EPD destruction tests

Discussion of chess software programming and technical issues.

Moderators: hgm, Rebel, chrisw

bob
Posts: 20943
Joined: Mon Feb 27, 2006 7:30 pm
Location: Birmingham, AL

Re: EPD destruction tests

Post by bob »

hgm wrote: Thu Feb 20, 2020 10:58 am
Dann Corbit wrote: Thu Feb 20, 2020 12:20 am I notice something else -- the rule does not mention a castle move which is also not reversible.
The 50-move rule is not about reversibility, but about progress. Castling doesn't bring you any closer to winning the game, other than in the sense that it sometimes can be a good move. But we do not reset the counter on good moves; that would be too subjective. Pushing a Pawn brings it closer to its promotion square, though. Or, more importantly, failing to push any Pawn for an extended time means you are NOT getting any closer to promotion.

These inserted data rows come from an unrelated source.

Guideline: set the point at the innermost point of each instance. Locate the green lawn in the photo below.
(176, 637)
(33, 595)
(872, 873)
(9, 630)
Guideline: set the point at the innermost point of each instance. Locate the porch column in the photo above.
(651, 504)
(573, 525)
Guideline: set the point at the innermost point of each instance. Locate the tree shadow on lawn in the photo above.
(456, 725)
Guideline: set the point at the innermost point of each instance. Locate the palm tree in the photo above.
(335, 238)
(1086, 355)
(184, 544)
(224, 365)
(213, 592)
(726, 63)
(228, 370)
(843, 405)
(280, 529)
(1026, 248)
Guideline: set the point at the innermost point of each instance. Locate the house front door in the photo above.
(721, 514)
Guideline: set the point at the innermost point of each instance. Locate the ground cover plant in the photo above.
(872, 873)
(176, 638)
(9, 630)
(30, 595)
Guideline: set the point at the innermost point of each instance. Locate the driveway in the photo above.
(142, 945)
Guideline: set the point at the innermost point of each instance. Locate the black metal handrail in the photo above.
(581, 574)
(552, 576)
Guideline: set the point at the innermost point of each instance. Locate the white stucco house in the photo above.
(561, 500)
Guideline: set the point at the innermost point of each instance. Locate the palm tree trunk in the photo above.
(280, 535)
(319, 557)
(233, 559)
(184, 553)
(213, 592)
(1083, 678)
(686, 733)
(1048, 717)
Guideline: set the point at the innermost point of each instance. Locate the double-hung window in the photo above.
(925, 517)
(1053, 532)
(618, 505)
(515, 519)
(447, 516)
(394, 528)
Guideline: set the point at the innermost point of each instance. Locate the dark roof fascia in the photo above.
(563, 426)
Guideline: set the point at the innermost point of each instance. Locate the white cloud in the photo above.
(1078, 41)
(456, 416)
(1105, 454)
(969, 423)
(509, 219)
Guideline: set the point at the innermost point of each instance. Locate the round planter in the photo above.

That Pawn moves are irreversible is in a sense just a coincidence. Although there would be a real problem in reformulating the 50-move rule when Pawns could also move backwards. Some Chess variants (such as Chu Shogi) have pieces with a decisive promotion that are fully reversible. You would not want to reset the counter all the time when a player is just moving a Pawn back and forth between two squares. A solution would be to compare each position with the position 50 moves earlier, and count the total Pawn advance. If there has been no capture or promotion (which would reset the counter), all Pawns must still be there, and if on the average they would not have advanced any while the reversible counter is also above 50, you could declare draw. But this is rather hard to check. Not taking Pawn advance into account at all would be unsatisfactory, though: many games on the way of being won would then suddenly become draws.
Actually a really good point. I can't see any safe way of not hashing in castle status. And then I can't see an obvious (simple) way to solve missing the repetition. IE what about Kf2 ... Ke1. I will have to think about this for a minute. Maybe the answer is no castling in the repetition list. I'll be damned.
bob
Posts: 20943
Joined: Mon Feb 27, 2006 7:30 pm
Location: Birmingham, AL

Re: EPD destruction tests

Post by bob »

OK. In Crafty, the castle status is always factored in when using the Hash Signature. Which means hash probes/stores, repetition tests, and even book moves. I believe this will do what I intended. I don't reset the 50 move counter, but for repetition checking that is purely an optimization since I only need to check positions since the last irreversible move, and in this case I could go back 50 moves unnecessarily. But no harm since the positions with and without castling still have different signatures, so there's no repetition until two positions with same exact hash signature, which does factor in castle and EP status (and side to move of course).
chrisw
Posts: 4315
Joined: Tue Apr 03, 2012 4:28 pm

Re: EPD destruction tests

Post by chrisw »

bob wrote: Fri Feb 21, 2020 1:12 am
hgm wrote: Thu Feb 20, 2020 10:58 am
Dann Corbit wrote: Thu Feb 20, 2020 12:20 am I notice something else -- the rule does not mention a castle move which is also not reversible.
The 50-move rule is not about reversibility, but about progress. Castling doesn't bring you any closer to winning the game, other than in the sense that it sometimes can be a good move. But we do not reset the counter on good moves; that would be too subjective. Pushing a Pawn brings it closer to its promotion square, though. Or, more importantly, failing to push any Pawn for an extended time means you are NOT getting any closer to promotion.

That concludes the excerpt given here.